All of lore.kernel.org
 help / color / mirror / Atom feed
* [PATCH net-next] tls: cap the output scatter list to something reasonable
@ 2022-02-02 22:20 Jakub Kicinski
  2022-02-04 10:40 ` patchwork-bot+netdevbpf
  2022-02-07 17:15 ` Al Viro
  0 siblings, 2 replies; 7+ messages in thread
From: Jakub Kicinski @ 2022-02-02 22:20 UTC (permalink / raw)
  To: davem
  Cc: netdev, viro, borisp, john.fastabend, daniel, vfedorenko,
	kernel-team, axboe, Jakub Kicinski

TLS recvmsg() passes user pages as destination for decrypt.
The decrypt operation is repeated record by record, each
record being 16kB, max.

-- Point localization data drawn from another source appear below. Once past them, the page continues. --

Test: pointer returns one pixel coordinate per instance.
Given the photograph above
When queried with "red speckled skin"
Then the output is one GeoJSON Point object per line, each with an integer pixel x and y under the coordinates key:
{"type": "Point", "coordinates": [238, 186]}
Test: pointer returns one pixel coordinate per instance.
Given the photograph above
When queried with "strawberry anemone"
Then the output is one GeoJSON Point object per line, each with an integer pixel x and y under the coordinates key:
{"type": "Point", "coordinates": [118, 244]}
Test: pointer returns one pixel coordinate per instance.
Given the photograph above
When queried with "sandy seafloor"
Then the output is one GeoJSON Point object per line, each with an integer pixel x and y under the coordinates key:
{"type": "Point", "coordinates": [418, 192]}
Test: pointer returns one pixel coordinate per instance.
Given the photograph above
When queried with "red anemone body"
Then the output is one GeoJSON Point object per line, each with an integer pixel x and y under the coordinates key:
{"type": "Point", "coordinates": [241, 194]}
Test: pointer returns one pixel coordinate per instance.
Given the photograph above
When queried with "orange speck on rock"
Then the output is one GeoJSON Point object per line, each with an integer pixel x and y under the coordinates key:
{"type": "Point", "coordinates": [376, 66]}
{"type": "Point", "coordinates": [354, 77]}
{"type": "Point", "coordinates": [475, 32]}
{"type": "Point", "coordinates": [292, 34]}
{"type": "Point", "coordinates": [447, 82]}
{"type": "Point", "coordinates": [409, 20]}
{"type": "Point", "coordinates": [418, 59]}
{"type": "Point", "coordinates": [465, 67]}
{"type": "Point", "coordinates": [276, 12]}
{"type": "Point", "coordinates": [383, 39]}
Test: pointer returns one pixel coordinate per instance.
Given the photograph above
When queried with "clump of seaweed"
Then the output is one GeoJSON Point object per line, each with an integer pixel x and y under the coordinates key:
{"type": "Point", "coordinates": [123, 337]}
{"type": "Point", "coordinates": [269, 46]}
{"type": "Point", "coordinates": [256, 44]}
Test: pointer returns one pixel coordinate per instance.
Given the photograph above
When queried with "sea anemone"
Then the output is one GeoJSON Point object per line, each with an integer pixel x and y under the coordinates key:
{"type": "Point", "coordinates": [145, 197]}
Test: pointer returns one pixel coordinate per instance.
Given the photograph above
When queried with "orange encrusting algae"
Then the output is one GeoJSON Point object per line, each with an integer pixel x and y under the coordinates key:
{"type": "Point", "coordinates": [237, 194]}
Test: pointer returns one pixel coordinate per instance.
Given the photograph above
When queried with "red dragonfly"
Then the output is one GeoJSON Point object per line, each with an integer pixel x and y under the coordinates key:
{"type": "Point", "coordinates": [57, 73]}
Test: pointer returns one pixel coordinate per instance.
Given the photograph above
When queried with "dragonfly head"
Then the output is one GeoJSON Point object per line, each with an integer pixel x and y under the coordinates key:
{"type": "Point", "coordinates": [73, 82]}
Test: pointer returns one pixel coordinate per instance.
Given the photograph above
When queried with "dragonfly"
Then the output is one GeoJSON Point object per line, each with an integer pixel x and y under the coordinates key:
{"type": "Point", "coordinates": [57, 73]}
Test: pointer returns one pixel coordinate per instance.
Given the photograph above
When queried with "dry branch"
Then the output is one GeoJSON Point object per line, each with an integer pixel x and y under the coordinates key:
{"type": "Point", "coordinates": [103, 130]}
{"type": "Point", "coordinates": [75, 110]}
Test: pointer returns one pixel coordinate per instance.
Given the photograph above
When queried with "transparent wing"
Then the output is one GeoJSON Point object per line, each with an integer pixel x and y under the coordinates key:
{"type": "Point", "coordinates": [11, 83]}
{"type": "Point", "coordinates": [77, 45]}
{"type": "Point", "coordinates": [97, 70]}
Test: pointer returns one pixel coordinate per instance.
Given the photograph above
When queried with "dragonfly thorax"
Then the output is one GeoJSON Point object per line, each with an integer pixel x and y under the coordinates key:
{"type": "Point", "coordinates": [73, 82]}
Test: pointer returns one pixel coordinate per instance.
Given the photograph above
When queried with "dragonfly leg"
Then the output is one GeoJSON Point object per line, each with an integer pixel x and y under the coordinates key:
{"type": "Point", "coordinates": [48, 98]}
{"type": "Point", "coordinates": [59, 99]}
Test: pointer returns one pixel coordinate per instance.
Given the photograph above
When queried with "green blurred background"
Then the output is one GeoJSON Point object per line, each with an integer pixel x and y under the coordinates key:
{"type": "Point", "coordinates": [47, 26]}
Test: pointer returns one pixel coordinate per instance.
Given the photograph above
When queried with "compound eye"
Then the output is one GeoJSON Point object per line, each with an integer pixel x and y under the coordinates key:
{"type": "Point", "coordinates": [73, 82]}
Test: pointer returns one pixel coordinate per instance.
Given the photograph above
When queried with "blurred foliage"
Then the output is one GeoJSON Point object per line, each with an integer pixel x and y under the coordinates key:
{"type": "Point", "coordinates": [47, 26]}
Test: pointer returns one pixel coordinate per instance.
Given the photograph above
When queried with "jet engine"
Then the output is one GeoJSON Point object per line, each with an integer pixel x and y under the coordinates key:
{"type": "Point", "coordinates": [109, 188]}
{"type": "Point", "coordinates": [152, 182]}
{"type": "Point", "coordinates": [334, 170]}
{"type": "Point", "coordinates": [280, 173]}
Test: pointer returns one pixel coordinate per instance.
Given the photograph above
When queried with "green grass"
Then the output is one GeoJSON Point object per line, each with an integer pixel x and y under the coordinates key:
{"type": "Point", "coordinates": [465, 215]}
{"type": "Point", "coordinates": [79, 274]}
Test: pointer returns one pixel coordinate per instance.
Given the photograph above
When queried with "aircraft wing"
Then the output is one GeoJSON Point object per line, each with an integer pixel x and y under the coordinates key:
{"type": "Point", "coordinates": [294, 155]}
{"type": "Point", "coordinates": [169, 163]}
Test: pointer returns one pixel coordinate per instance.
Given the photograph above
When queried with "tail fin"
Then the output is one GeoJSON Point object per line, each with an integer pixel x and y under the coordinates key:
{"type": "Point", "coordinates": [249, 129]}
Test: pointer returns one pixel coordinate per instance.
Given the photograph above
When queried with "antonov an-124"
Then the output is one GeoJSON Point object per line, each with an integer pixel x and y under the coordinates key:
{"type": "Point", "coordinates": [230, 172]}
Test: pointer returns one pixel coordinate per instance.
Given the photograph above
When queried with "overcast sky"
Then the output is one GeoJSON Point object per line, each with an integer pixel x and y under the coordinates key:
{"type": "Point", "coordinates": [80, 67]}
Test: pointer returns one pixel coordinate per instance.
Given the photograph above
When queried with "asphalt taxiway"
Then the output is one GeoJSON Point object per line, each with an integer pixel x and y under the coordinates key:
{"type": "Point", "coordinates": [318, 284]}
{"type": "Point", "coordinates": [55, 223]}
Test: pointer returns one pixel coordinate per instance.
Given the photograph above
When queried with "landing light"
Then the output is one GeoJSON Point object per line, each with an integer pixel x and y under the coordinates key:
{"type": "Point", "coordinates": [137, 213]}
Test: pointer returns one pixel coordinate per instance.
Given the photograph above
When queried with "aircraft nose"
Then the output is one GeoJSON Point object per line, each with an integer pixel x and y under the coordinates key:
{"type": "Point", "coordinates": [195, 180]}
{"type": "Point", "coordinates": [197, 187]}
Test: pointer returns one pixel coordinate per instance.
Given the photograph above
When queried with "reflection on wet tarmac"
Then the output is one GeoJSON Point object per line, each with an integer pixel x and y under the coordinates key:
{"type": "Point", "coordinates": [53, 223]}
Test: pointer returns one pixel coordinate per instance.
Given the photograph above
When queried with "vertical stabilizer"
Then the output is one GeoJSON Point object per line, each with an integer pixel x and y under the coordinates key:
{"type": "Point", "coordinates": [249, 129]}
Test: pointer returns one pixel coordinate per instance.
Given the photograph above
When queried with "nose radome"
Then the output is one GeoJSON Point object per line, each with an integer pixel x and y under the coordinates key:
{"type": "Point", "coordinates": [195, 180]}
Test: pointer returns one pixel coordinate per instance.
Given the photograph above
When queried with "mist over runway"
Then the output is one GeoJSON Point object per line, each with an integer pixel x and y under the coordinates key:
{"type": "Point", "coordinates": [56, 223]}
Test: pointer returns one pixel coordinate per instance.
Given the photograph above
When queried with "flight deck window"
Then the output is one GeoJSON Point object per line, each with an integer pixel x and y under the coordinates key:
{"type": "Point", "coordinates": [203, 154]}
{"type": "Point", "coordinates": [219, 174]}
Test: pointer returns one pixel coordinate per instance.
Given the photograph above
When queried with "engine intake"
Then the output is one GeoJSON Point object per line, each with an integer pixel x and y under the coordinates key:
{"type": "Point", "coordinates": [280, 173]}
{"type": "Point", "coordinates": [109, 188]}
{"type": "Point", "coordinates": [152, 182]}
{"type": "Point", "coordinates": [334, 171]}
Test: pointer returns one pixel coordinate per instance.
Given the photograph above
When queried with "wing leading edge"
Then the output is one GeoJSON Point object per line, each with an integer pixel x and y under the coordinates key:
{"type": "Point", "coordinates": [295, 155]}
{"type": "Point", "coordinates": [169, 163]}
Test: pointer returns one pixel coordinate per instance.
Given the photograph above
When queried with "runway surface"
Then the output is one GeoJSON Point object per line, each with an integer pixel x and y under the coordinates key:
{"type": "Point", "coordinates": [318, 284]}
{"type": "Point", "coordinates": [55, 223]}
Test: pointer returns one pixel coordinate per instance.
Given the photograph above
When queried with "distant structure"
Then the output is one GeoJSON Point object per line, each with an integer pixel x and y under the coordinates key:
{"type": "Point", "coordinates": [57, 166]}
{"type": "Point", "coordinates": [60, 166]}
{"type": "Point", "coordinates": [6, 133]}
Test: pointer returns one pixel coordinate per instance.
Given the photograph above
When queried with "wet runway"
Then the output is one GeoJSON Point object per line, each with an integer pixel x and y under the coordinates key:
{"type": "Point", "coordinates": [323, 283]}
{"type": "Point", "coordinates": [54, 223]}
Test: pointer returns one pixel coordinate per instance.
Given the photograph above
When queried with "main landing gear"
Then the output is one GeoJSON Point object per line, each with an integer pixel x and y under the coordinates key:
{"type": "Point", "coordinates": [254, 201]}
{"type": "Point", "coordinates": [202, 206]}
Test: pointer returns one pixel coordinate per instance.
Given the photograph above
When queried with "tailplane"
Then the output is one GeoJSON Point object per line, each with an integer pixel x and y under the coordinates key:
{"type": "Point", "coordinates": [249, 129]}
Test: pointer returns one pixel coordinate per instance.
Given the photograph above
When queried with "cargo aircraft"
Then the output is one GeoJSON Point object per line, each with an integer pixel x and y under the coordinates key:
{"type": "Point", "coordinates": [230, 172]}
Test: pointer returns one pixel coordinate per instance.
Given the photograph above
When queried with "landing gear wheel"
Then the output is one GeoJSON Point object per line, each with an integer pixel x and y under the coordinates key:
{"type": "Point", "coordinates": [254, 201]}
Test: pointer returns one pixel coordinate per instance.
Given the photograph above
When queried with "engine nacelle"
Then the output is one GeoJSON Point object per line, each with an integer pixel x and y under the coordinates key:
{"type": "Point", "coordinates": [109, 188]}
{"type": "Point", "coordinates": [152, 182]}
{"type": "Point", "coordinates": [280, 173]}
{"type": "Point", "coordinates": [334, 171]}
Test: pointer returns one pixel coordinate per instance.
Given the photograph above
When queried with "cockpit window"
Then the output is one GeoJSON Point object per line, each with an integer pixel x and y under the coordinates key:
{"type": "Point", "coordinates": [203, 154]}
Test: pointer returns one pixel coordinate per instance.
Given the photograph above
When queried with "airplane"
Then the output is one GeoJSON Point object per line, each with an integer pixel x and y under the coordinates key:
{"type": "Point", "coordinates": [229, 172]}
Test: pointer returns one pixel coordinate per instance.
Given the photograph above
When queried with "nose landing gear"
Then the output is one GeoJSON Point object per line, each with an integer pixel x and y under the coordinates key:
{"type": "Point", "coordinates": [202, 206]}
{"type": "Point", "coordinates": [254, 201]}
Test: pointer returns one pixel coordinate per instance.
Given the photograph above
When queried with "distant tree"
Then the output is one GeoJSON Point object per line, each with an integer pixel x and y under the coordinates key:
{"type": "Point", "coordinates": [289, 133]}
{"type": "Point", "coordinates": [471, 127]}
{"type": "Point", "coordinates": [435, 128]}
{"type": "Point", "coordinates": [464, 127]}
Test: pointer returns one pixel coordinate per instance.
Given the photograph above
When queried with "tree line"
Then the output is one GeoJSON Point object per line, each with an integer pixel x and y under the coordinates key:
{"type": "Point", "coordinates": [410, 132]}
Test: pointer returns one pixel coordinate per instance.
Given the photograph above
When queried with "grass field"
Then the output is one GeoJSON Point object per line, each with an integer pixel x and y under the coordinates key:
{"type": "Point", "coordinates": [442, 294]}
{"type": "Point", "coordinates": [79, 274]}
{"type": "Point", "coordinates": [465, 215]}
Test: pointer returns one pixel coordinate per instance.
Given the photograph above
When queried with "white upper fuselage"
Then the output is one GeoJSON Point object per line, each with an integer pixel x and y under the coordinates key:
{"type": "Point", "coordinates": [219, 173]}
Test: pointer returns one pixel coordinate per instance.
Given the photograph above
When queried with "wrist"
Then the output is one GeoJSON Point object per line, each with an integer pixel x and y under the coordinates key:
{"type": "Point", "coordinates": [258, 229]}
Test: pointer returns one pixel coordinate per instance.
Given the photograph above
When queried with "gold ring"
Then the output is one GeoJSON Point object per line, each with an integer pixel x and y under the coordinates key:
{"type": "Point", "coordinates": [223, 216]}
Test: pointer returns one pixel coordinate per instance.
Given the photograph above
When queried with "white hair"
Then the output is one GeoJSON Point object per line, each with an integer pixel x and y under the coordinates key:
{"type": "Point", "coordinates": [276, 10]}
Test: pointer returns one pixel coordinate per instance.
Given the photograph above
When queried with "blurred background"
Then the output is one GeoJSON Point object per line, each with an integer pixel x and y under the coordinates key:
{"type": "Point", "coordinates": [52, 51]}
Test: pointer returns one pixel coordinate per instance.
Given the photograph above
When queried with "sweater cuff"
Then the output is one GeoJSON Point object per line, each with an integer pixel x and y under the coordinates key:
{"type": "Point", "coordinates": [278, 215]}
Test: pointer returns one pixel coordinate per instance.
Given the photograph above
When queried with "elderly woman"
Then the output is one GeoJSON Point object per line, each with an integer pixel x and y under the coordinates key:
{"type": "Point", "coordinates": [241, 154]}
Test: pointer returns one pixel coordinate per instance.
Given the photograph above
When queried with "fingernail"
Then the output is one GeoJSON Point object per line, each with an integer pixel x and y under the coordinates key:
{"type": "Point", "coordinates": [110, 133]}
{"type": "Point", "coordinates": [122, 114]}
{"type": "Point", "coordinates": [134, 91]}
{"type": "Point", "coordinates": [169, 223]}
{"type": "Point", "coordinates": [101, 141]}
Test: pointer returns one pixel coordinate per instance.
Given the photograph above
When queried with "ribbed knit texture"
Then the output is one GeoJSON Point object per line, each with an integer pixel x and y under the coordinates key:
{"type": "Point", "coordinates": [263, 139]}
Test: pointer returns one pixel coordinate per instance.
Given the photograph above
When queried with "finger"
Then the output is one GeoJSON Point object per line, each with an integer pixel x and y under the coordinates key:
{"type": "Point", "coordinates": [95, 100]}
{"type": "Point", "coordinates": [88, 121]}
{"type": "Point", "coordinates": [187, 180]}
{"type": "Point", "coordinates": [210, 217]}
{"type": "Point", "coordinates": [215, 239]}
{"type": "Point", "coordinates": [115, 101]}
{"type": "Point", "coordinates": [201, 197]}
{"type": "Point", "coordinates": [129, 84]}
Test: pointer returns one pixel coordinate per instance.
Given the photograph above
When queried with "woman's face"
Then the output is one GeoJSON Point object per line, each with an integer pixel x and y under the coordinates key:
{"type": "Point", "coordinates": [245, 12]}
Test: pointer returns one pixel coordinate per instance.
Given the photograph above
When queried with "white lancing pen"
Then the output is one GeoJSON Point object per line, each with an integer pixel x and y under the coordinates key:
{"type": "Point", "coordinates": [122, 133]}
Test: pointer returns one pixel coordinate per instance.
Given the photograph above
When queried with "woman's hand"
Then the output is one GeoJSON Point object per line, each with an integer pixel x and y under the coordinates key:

TLS allocates an sg_table and uses
iov_iter_get_pages() to populate it with enough pages to
fit the decrypted record.

Even though we decrypt a single message at a time we size
the sg_table based on the entire length of the iovec.
This leads to unnecessarily large allocations, risking
triggering OOM conditions.

Use iov_iter_truncate() / iov_iter_reexpand() to construct
a "capped" version of iov_iter_npages(). Alternatively we
could parametrize iov_iter_npages() to take the size as
arg instead of using i->count, or do something else..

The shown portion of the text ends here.